Indonesia’s digital economy, without a doubt, has grown rapidly within the last five years. This success has led many studies to forecast that Indonesia will be the biggest player in digital economy across Southeast Asia region. Government has undertaken necessary efforts to create enabling environment for new startup digital companies to grow, including supportive regulation, easier access to capital through coordination with Indonesia’s Investment Coordinating Board, infrastructure provision, creation of e-Commerce Policy Roadmap, and many more.
However, the action hasn’t translated into a rigorous plan, particularly to produce highly skilled and competitive labors, including IT professionals to support the growing digital economy. Digital talent is a quintessential component in building the ecosystem of digital economy. Yet, Indonesia’s digital talents are still underdeveloped, and it needs serious attention from the government. According to Tempo (2018) from a million of population, Indonesia can only produce 278 highly skilled technicians in digital technology. With this attainment level, Indonesia is left behind from neighboring nations—Singapore, Malaysia, Thailand, India, and Vietnam. Digital ability ranks also put Indonesia in 59th rank, after Singapore (1st), Malaysia (24th), and Thailand (41st). This situation puts Indonesia to import more foreign talents to fill the position.
In responding the issue, many government agencies, such as Ministries of Manpower and Communication and Information, lamented their concerns and willingness to produce more highly skilled of digital talents. Some undertaken efforts are including encouraging domestic and international industries to develop human resources and talents through training system and integrated professional certifications, and Digital Talent Scholarship. Yet, with these plans, Indonesia will still be far-reaching to conquer digital economy in the region. There are two conditions that government should be focused on. First off, government should focus more on developing the talents from basic level of education that emphasizes digital economy. Second, government should be ambitious in retaining state-business relations to provide the expertise that the sector needs, such as collaborating with top level technology companies.

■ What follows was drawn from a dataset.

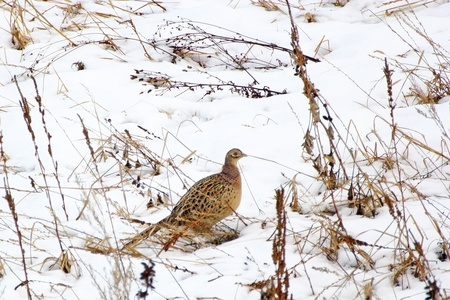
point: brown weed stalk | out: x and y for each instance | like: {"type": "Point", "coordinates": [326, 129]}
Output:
{"type": "Point", "coordinates": [12, 207]}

A learning lesson on focusing on those two conditions can be taken from the case of Singapore in how they create the IT professionals and talent to enable their digital economy ecosystem. First, Singapore’s educational system has started emphasizing information technology since late 1980s and has enabled them to produce 21.000 highly trained IT professionals. Second, the government focuses on building rigorous collaboration with private firms and universities, such as International Business Machines Corporation (IBM), National University of Singapore to provide training programs on information technology. The government also collaborates with Japanese firms to provide expertise to develop software locally. This includes the establishment of Japan-Singapore Institute of Software Technology (JSIST) and Japan-Singapore Artificial Intelligence Center (JSAIC). Some higher education level institutions, such as Center for Computer Studies and Ngee Ann Polytechnic have also been actively producing graduates with IT skills by 500 computer professionals annually. With this strategy, Singapore snatched the first rank in Asia for their human capital development.
Those solid plans are the concrete examples of what is necessary for Indonesia to create more IT professionals and talents to support the growing digital economy ecosystem. The government should not only focus on embracing the private sectors, but also having a concrete plan on building the skills from education, through contextualized curriculum with digital economy to ensure that all generations possess basic skills needed by disruptive world. Therefore, Indonesia can harness better its potential in digital economy.